We will vacate the District Court’s order granting summary judgment to NJCU,
and we will remand for further proceedings consistent with this opinion.
6
Such evidence would include NJCU’s failure to offer Dr. Andes a position that was
available, its criticism of Dr. Andes’ performance during the promotional process, and its
inconsistent procedures during that process. See Antol v. Perry, 82 F.3d 1291, 1300 (3d Cir.
1996), aff’d, 124 F.3d 185 (3d Cir. 1997) (whether assertion that other candidates were more
qualified was pretext for disability discrimination presented genuine issue of material fact,
precluding summary judgment); Miller v. Cigna Corp., 47 F.3d 586, 598 (3d Cir. 1995) (jury
could have concluded that plaintiff was qualified for open positions awarded to younger workers
and that employer’s hiring and promotion process discriminated against older workers); Josey v.

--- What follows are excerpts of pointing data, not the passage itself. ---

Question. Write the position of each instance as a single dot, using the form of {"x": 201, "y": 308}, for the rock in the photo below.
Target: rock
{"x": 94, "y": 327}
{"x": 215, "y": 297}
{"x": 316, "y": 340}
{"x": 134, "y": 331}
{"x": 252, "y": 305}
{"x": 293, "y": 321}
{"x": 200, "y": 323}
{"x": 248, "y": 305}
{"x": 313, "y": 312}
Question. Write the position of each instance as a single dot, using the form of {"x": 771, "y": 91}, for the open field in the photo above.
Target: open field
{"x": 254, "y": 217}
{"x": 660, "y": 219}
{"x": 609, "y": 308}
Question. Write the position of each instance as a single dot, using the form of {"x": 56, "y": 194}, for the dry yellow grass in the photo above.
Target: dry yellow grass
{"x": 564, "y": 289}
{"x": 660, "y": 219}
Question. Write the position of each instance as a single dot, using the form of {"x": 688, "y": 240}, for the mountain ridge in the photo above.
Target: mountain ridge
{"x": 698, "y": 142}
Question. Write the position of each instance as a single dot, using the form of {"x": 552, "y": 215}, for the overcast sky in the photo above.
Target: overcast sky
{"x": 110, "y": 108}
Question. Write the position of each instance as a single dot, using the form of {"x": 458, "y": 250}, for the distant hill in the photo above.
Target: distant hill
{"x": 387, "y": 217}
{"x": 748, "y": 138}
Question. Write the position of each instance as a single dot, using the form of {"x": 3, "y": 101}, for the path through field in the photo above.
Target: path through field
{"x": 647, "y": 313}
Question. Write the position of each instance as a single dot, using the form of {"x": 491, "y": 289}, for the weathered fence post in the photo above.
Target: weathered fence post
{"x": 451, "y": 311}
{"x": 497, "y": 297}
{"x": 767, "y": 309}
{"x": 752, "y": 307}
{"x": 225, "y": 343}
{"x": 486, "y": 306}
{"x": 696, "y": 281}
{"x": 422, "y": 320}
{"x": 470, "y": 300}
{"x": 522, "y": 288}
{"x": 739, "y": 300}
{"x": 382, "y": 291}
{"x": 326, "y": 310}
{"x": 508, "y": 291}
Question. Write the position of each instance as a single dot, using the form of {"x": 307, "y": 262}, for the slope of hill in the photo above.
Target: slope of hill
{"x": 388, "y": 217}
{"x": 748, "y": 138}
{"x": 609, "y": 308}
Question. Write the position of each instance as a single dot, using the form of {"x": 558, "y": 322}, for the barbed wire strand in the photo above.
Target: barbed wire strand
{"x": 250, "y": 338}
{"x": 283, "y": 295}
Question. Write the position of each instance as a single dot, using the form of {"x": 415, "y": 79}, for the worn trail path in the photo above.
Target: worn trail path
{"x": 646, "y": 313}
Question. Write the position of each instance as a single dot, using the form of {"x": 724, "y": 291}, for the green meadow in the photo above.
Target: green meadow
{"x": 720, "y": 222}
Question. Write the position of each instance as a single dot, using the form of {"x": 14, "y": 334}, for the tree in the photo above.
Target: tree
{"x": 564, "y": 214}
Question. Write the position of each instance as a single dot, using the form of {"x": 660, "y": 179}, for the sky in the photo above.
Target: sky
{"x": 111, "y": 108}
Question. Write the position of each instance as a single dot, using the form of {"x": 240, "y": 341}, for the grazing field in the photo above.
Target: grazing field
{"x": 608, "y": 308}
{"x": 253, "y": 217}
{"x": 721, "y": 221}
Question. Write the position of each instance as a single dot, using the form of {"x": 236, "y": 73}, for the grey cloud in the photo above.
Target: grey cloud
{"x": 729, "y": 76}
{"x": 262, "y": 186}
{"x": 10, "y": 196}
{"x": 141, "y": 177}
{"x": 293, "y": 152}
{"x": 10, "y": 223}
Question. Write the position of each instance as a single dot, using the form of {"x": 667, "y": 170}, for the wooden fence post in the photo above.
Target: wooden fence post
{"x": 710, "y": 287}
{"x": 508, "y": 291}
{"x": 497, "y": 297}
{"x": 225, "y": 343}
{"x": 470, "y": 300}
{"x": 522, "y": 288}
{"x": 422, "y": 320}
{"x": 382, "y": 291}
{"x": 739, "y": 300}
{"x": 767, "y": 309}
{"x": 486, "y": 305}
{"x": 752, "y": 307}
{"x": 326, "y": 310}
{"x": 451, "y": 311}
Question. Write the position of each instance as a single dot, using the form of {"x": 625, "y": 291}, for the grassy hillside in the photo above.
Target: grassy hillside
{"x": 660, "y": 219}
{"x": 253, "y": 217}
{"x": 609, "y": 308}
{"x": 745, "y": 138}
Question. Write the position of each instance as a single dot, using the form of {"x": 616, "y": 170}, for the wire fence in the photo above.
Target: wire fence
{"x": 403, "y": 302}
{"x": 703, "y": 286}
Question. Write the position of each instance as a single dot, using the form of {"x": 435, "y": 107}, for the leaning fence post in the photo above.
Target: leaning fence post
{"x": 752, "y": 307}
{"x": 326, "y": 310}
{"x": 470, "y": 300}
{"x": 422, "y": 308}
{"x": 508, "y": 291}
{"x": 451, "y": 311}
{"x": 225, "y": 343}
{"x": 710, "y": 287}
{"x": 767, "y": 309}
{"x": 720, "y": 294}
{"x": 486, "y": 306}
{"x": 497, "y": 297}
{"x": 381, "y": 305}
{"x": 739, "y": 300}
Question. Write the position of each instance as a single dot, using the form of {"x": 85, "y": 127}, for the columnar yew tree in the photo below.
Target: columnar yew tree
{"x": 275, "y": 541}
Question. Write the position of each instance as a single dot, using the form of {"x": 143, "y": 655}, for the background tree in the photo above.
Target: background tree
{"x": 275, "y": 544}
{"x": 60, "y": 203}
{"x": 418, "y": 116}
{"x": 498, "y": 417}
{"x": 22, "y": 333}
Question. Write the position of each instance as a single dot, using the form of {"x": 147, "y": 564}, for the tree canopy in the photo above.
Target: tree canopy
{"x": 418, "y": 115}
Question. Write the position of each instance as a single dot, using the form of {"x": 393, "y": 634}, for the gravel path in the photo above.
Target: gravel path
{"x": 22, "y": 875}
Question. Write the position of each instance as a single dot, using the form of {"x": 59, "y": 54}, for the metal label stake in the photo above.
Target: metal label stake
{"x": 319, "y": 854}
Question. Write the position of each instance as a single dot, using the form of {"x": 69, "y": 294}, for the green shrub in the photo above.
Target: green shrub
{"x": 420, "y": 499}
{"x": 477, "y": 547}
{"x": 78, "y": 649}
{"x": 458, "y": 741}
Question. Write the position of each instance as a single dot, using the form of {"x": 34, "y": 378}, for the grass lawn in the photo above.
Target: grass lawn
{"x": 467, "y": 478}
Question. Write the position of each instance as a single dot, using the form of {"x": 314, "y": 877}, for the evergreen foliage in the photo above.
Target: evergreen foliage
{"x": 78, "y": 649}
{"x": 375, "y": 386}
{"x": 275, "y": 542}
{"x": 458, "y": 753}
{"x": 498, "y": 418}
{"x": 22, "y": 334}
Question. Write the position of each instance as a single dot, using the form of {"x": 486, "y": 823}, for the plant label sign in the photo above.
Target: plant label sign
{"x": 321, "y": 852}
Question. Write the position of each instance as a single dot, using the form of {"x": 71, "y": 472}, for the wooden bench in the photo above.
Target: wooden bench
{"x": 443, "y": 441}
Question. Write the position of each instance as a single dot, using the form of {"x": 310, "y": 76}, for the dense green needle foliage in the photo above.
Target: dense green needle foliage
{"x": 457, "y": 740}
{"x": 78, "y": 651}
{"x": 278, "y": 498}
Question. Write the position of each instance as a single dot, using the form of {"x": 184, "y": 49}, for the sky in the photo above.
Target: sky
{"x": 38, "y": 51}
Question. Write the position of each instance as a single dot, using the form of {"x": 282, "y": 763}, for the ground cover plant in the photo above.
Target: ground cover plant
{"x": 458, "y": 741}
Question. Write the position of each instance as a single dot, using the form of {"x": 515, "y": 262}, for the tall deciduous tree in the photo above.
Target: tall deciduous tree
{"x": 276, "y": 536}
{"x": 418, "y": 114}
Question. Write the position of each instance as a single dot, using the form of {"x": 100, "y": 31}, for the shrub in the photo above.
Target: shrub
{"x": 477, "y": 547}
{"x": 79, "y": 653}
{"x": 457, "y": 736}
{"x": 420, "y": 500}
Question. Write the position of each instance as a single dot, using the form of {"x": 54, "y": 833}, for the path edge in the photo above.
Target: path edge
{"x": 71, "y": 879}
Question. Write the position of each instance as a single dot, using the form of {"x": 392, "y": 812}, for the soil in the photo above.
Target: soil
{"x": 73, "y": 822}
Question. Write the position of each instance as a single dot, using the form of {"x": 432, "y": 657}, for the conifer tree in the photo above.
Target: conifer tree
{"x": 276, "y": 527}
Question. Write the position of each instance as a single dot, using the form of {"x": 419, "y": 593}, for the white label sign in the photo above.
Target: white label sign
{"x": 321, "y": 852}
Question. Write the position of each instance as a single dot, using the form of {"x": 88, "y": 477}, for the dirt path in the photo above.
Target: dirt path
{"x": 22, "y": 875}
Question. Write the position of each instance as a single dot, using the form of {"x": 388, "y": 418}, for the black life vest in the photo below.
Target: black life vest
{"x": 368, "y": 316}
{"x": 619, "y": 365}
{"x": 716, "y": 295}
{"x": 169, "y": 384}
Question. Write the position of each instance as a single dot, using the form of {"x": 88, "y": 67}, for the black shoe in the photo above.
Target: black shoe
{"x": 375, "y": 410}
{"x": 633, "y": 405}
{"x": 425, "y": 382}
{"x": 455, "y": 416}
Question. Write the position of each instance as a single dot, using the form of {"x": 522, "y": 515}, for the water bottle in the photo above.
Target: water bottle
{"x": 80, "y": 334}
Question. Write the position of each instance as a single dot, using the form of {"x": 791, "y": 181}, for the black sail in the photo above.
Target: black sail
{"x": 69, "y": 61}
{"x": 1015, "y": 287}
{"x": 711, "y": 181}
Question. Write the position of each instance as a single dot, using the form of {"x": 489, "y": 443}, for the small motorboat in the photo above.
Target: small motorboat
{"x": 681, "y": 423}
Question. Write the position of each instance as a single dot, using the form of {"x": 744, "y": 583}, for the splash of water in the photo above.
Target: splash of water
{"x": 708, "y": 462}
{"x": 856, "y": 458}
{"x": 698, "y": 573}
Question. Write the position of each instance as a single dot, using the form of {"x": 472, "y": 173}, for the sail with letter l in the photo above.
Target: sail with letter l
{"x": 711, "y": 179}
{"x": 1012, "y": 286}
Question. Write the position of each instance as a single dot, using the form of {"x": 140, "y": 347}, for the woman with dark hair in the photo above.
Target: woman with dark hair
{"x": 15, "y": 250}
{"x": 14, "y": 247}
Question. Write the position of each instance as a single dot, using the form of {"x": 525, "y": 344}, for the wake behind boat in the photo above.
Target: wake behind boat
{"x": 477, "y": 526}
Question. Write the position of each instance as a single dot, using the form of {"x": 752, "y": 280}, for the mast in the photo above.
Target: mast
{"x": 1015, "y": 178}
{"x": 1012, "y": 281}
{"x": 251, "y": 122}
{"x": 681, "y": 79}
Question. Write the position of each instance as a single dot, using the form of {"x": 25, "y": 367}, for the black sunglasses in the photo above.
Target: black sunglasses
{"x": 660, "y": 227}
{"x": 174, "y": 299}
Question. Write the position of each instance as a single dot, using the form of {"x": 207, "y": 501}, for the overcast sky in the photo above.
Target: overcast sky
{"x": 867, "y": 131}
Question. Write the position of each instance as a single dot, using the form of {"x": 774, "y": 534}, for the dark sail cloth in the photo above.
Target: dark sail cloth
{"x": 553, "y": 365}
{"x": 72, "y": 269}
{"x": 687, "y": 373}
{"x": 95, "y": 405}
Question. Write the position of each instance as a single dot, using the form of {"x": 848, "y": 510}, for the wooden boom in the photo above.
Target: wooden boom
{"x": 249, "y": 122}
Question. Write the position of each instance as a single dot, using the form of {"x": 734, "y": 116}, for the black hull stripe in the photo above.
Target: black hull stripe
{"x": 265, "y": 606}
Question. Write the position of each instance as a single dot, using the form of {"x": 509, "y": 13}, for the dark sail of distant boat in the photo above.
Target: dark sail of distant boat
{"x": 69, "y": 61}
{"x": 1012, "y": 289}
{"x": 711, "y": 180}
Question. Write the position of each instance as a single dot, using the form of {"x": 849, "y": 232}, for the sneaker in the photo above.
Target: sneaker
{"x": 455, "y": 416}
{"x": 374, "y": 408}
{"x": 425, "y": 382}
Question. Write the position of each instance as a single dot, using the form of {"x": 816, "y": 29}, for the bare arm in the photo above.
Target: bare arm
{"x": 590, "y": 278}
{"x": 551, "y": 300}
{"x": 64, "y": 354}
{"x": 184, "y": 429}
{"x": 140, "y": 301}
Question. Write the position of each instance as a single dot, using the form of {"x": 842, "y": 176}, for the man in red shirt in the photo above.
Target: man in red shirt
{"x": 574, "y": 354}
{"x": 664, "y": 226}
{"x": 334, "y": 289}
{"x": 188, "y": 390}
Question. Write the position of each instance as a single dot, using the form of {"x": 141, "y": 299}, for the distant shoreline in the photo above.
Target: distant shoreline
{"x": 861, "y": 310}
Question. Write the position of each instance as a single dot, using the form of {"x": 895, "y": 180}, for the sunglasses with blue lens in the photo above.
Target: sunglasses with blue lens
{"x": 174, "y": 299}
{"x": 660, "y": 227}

John R. Hollingsworth Corp., 996 F.2d 632, 641 (3d Cir. 1993) (court may also consider as
circumstantial evidence the atmosphere in which company made its employment decisions).
7
Because we will vacate the District Court’s order granting summary judgment and
remand for further proceedings, we need not reach Dr. Andes’ contention that the District Court
erred in focusing on the date of Dr. Andes’ EEOC charge as a discrete event and on the date that
the promotions were announced rather than the date that the decision effectively was made.